DP2018: A GDPR crossroads where risk meets opportunity
26 Feb 2018
We used to rely on the tickbox.
Simple. Effective. A pure consent tool, underpinned by almost no customer-data.
But Asda's Simon Hall told our delegates that the inexorable rise of data means the old tickbox, the marketer's friend, is no longer so unflappable.
Bigger data merits harder-won consent
Data growth is incredible, and it's only going to continue to soar.
Since the introduction of the PECR, Simon told the DP2018 crowd, coupled with leaps forward in computing and analytical ability, what we can do with data as marketers has been in a continual cycle of revolution.
But how do we get there, Simon asked?
The answer lies with consent. Consent - one of the six legal bases for processing data and a cornerstone of the GDPR - is the holy grail of all marketing, and the GDPR will simply enshrine this fact.
A good sense of fairness
Simon also urged the room to share in the sense of fairness that marketers must exhibit to be successful in a post-GDPR implementation world.
As marketers we must appreciate that we seek to manipulate behaviour, and we must care for our consumers throughout that process.
We know, he continued, that marketers' ability to track consumer behaviour is unparalled, on and offline. But that demands that we re-imagine what the purpose of data collection really is.
It must become, Simon argued, a mission to enhance our relationship with our consumers - and our experiences with those consumers as well.
Within this thinking it is important that we challenge the assumption that simply because we know more about them, our relationships will simply become more easy, more refined.

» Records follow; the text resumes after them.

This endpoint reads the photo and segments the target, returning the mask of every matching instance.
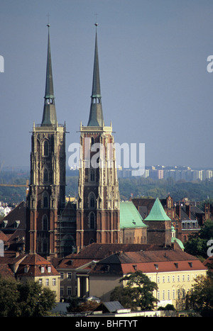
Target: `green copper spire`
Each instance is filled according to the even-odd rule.
[[[55,96],[53,91],[53,80],[52,72],[52,61],[50,52],[50,24],[48,27],[48,59],[46,69],[46,85],[45,95],[44,101],[44,108],[43,113],[42,125],[54,125],[57,123],[57,116],[55,106]]]
[[[94,25],[96,26],[96,28],[98,26],[97,23]],[[102,105],[97,33],[96,29],[92,90],[91,96],[89,118],[87,126],[103,126],[103,124],[104,117]]]
[[[146,220],[170,220],[158,198],[156,198],[150,213],[145,218],[144,222],[146,223]]]

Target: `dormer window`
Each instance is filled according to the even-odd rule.
[[[16,220],[15,222],[15,228],[18,228],[20,224],[20,220]]]

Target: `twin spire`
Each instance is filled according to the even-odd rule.
[[[92,89],[91,96],[91,106],[89,118],[87,126],[104,126],[104,117],[102,105],[102,96],[99,78],[99,55],[97,47],[97,33],[96,23],[94,59],[93,68]],[[46,84],[44,108],[43,113],[42,126],[55,126],[57,125],[57,116],[55,105],[55,96],[53,91],[53,79],[52,72],[52,62],[50,41],[50,24],[48,27],[48,58],[46,69]]]

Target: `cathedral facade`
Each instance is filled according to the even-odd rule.
[[[77,250],[92,242],[119,242],[119,191],[112,127],[104,124],[96,31],[89,121],[80,125],[77,203]]]
[[[41,124],[31,136],[31,180],[26,203],[26,251],[58,254],[58,217],[65,201],[65,125],[57,120],[48,25],[46,85]]]

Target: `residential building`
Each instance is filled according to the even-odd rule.
[[[89,271],[96,263],[115,252],[164,249],[158,245],[92,243],[78,254],[63,258],[52,259],[52,263],[60,274],[60,299],[70,297],[85,299],[89,296]],[[104,285],[103,285],[104,286]]]
[[[53,291],[56,301],[60,301],[60,274],[50,262],[37,254],[5,254],[0,257],[0,274],[21,282],[38,281]]]
[[[118,252],[97,262],[89,272],[89,296],[109,301],[116,286],[125,287],[126,281],[120,282],[123,277],[141,271],[158,285],[158,306],[177,307],[196,277],[206,275],[207,270],[197,257],[181,249]]]

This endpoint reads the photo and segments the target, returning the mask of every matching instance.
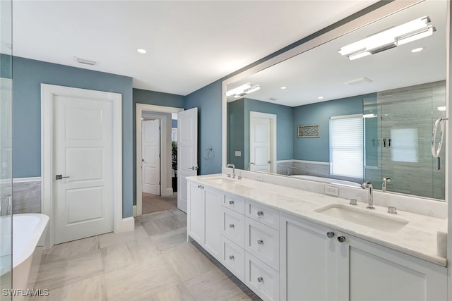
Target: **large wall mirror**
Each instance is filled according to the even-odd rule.
[[[431,142],[446,6],[426,0],[229,82],[227,163],[444,200],[445,151],[434,158]]]

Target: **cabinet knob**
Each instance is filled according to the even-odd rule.
[[[343,242],[345,241],[345,236],[339,236],[338,237],[338,241],[339,242]]]

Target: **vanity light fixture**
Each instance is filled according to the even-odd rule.
[[[81,58],[77,58],[77,57],[74,57],[75,60],[76,62],[80,63],[84,63],[85,65],[90,65],[90,66],[95,66],[96,65],[97,63],[94,61],[90,61],[90,60],[87,60],[85,59],[81,59]]]
[[[344,46],[338,52],[352,61],[397,47],[433,35],[436,28],[429,23],[429,17],[419,18]]]
[[[424,50],[424,47],[415,48],[411,51],[411,52],[412,52],[413,54],[415,54],[416,52],[420,52],[420,51],[422,51],[422,50]]]

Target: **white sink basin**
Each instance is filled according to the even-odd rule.
[[[315,210],[323,214],[340,219],[385,232],[397,232],[403,228],[408,221],[389,214],[373,212],[367,209],[354,208],[350,205],[333,204]]]

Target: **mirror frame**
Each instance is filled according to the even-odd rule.
[[[293,48],[268,59],[262,63],[257,63],[255,66],[251,64],[250,65],[250,67],[245,70],[223,80],[222,83],[222,173],[225,173],[227,171],[227,168],[226,167],[226,164],[227,164],[226,161],[227,157],[227,99],[225,94],[227,85],[232,84],[254,73],[301,54],[305,51],[313,49],[318,46],[327,43],[334,39],[347,35],[347,33],[364,27],[370,23],[378,21],[379,20],[423,1],[424,0],[395,0],[383,5],[383,6],[378,7],[369,12],[365,13],[362,16],[359,16],[345,24],[339,25],[337,25],[338,23],[333,24],[325,29],[327,30],[325,33],[319,34],[319,32],[323,31],[323,30],[320,32],[315,32],[308,37],[309,39],[301,44],[295,46]],[[330,27],[331,28],[330,29]],[[446,99],[448,99],[448,98],[446,97]],[[255,171],[246,171],[256,173]],[[271,175],[277,176],[282,176],[277,174]]]

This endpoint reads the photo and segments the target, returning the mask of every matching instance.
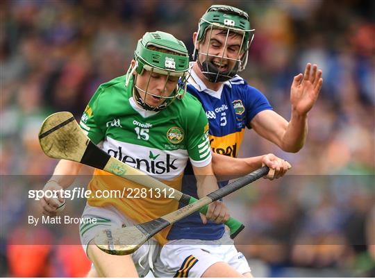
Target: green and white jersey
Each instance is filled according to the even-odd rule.
[[[211,162],[208,123],[190,94],[160,112],[140,108],[126,76],[99,86],[80,122],[88,136],[108,154],[159,180],[181,175],[188,159],[198,167]]]

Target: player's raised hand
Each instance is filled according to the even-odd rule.
[[[262,159],[262,165],[269,168],[269,171],[263,178],[273,180],[283,176],[287,171],[292,168],[290,164],[285,160],[269,153],[265,155]]]
[[[48,181],[43,188],[44,193],[46,192],[56,192],[58,198],[49,197],[50,195],[44,195],[40,200],[42,211],[44,215],[56,216],[58,212],[58,208],[62,209],[62,205],[65,203],[65,200],[61,195],[62,187],[54,180]]]
[[[290,103],[292,111],[301,115],[306,115],[317,101],[322,83],[322,70],[318,70],[316,65],[312,67],[308,63],[305,73],[294,76],[292,83]]]
[[[208,210],[206,216],[201,213],[201,219],[204,224],[207,223],[207,220],[211,220],[216,223],[224,223],[228,221],[230,217],[228,208],[223,202],[219,201],[208,205]]]

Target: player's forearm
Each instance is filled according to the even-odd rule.
[[[281,149],[286,152],[298,152],[302,149],[308,133],[307,115],[292,112],[292,117],[283,137]]]
[[[212,154],[212,168],[219,181],[242,177],[262,167],[263,156],[234,158]]]
[[[60,160],[50,180],[56,181],[64,189],[67,188],[73,183],[81,167],[81,163]]]

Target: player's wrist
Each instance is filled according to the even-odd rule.
[[[292,105],[292,118],[294,117],[296,119],[306,119],[308,116],[308,112],[301,112],[297,108]]]

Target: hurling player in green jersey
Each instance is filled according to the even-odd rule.
[[[308,63],[304,74],[294,76],[292,84],[290,120],[272,110],[265,96],[238,75],[246,67],[253,33],[247,12],[235,7],[213,5],[199,20],[198,31],[193,34],[196,60],[192,62],[188,91],[201,101],[206,112],[213,164],[217,162],[217,176],[242,176],[264,163],[267,156],[240,161],[235,158],[246,127],[285,151],[299,151],[307,135],[308,112],[322,87],[322,71]],[[227,155],[219,156],[215,152]],[[288,162],[281,162],[276,177],[283,175],[288,168]],[[191,174],[189,169],[186,174]],[[194,196],[195,183],[188,179],[185,181],[184,192]],[[187,226],[190,226],[188,230]],[[222,244],[230,244],[227,239],[222,225],[208,223],[203,226],[198,214],[177,222],[168,235],[171,245],[165,245],[160,252],[158,266],[161,263],[161,267],[158,270],[162,273],[158,275],[251,276],[246,259],[234,246],[217,248]],[[174,274],[173,271],[176,271]]]
[[[218,185],[211,164],[206,113],[194,97],[185,94],[188,69],[188,51],[182,42],[164,32],[147,33],[138,42],[127,74],[99,86],[80,125],[90,140],[106,152],[178,189],[183,170],[190,161],[201,197]],[[278,164],[279,162],[271,162],[269,166],[279,168]],[[76,162],[60,161],[44,190],[68,187],[81,167]],[[103,175],[98,169],[94,174],[88,185],[92,192],[137,186],[128,181],[125,184],[114,176]],[[56,214],[55,201],[44,198],[41,203],[44,214]],[[177,206],[175,201],[168,198],[89,198],[83,217],[99,220],[94,225],[80,228],[82,244],[94,266],[90,276],[146,275],[158,253],[156,241],[162,245],[166,242],[165,239],[163,242],[162,232],[132,255],[122,257],[106,254],[92,241],[97,233],[109,227],[148,221],[172,212]],[[229,214],[218,201],[209,206],[206,217],[223,223]]]
[[[195,98],[184,96],[188,69],[188,53],[181,41],[161,31],[147,33],[138,41],[126,75],[98,88],[80,124],[90,140],[106,152],[172,187],[179,185],[179,189],[181,178],[190,160],[200,195],[203,196],[218,186],[211,164],[206,113]],[[79,163],[60,160],[44,189],[67,188],[81,167]],[[105,174],[98,169],[94,171],[94,174]],[[117,179],[121,178],[94,175],[89,189],[99,192],[137,186]],[[159,217],[177,209],[178,203],[171,198],[88,198],[83,217],[99,220],[80,230],[81,243],[94,266],[90,276],[138,277],[148,273],[158,254],[155,240],[150,239],[151,242],[131,255],[119,257],[101,251],[92,239],[110,227],[131,226],[133,222]],[[59,199],[64,201],[62,196]],[[173,203],[174,209],[170,206]],[[56,214],[56,201],[44,198],[41,205],[44,214]],[[220,202],[212,203],[209,212],[211,216],[208,217],[217,222],[229,218],[226,208]],[[156,240],[162,244],[162,237]]]

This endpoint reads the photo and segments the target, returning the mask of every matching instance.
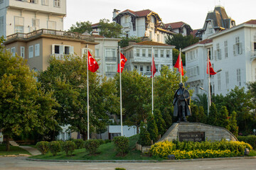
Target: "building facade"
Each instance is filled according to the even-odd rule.
[[[127,59],[124,69],[128,71],[135,69],[141,74],[150,77],[152,47],[156,69],[155,75],[160,75],[161,68],[164,65],[172,69],[172,50],[174,46],[152,41],[144,41],[123,47],[122,51]]]
[[[205,40],[183,50],[186,52],[188,83],[197,94],[208,91],[206,63],[208,50],[215,71],[222,71],[210,77],[213,94],[225,95],[236,86],[247,89],[246,84],[256,81],[256,20],[251,20],[230,29],[213,34]],[[201,45],[203,42],[203,45]],[[193,54],[198,51],[196,57]],[[200,52],[201,51],[201,52]],[[192,57],[191,57],[192,56]],[[189,73],[191,68],[198,67],[199,75]]]
[[[66,0],[0,0],[0,36],[63,30]]]
[[[127,9],[122,12],[114,9],[113,21],[123,27],[127,37],[148,37],[154,42],[165,43],[168,35],[176,34],[166,29],[159,16],[149,9]]]
[[[18,55],[25,60],[31,69],[46,70],[49,66],[49,58],[54,56],[63,60],[64,55],[82,56],[86,47],[92,52],[94,37],[61,30],[41,29],[29,33],[15,33],[6,37],[4,45],[14,56]]]

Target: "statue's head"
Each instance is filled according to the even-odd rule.
[[[183,83],[180,83],[178,84],[178,86],[180,86],[181,89],[183,89],[184,88],[184,84]]]

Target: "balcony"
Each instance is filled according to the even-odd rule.
[[[105,57],[105,60],[106,60],[106,62],[117,62],[117,57]]]
[[[28,40],[30,38],[34,38],[35,37],[40,35],[53,36],[63,38],[71,38],[75,40],[81,40],[89,42],[95,42],[94,37],[91,35],[82,35],[78,33],[70,33],[63,30],[41,29],[35,30],[28,33],[15,33],[6,37],[6,42],[14,40]]]

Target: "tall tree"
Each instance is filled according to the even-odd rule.
[[[106,38],[120,38],[123,35],[122,26],[115,23],[110,23],[108,19],[101,19],[99,23],[100,35]]]
[[[73,33],[77,32],[79,33],[88,32],[90,33],[92,30],[92,23],[87,21],[86,22],[76,22],[75,25],[73,24],[68,31]]]
[[[9,138],[36,130],[43,134],[54,128],[58,103],[50,91],[45,93],[36,82],[36,73],[25,60],[3,52],[0,40],[0,129]]]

Rather than relying on the wonderful ubiquity of data, marketers still have a lot of work to do to bring it all together.
Creating cultures of genuine customer-centricity, Simon argued, doesn't start and end with data, or technology. Creating those cultures must come with understanding and being clear about the purposes behind why we marketers do what we do.
It's time, he concluded, to be put the customer, not just the customer relationship, at the heart of business.